И стоит в связи с этим заметить градации, по которым в древнем сознании все восходило от грубого материального к утонченной духовности. Как в Природе вечно шел процесс утончения, так что
«из корня Вырастает легче зеленый стебель, оттуда листья Более воздушные, наконец яркий совершенный цветок Духи благоуханные вдыхает»,
и как в их философии от земли, как принципа Природы, они восходили через более тонкие элементы воды, воздуха и огня к духовному пониманию вселенной; так, что касается их веры, ее высшее воплощение было через символизм огня, как представителя той центральной Силы, под чьим влиянием все вещи возникали через бесконечные ступени возвышения к Самому Себе — так что земное поднималось в небесное, и все, что было человеческим, становилось божественным.

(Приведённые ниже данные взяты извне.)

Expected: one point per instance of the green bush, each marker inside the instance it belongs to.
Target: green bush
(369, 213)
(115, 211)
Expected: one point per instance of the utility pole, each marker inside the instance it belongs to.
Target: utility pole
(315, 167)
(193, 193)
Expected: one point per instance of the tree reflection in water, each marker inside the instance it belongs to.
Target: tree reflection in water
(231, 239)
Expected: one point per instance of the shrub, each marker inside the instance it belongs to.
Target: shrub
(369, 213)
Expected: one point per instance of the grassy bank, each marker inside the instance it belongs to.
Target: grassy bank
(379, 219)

Энтузиазм победы и возвышения в поклонении Дионису, конечно, стремился связать с ним все, что было радостного и ликующего в жизни. Он был богом всякой радости. Отсюда басня, которая делает его автором и дарителем вина людям. Куда бы он ни шел, он окружен гроздьями винограда и плющом, намекающими на его летнюю славу и его королевскую корону. Таким образом, линия его завоеваний ведет через богатейшие поля Южной Азии — через дышащую благовониями Аравию, через Евфрат и Тигр и через цветущие долины Кашмира к индийскому саду мира: и как от моря до моря он устанавливает свое правление бескровными победами, его сопровождают фавны, сатиры и веселый Пан; вино и мед — его дары; и вся земля радуется в его милостивом присутствии. Отсюда он всегда ассоциировался с восточной роскошью и почитался даже среди греков с большой примесью восточной экстравагантности, хотя и смягченной более сдержанным настроением Запада.
Но та глубина греческого гения, которая сделала возможным для Греции одной из всех древних наций довести трагедию до чего-то похожего на совершенство, обеспечила также даже в самой страстной жизни самую глубокую торжественность. В похвалы Аполлону, радостные, какими они были, — где к ликующему гимну присоединялась эволюция танца под сводчатым небом, как если бы в самом его присутствии — ибо солнце было его шехиной, — входит элемент торжественности, который в определенных связях почти ошеломляет: как, например, в первой книге «Илиады», — где после чумы, которая отправила вверх бесконечную серию погребальных костров, — после борьбы героев и возвращения Хрисеиды к ее отцу, жрецу гневного Аполлона, — после пира и возлияния из увенчанных вином кубков, следуют apotropoea, и греческие юноши объединяются в песне и танце, которые длятся, как ликующий пеан, так и поступь ликующих ног, до заходящего солнца. Я не знаю ничего, что в равной степени предполагает этот элемент торжественности, который почти внушает трепет своей глубиной, кроме ликующей процессии святых в Апокалипсисе с пальмовыми ветвями в руках.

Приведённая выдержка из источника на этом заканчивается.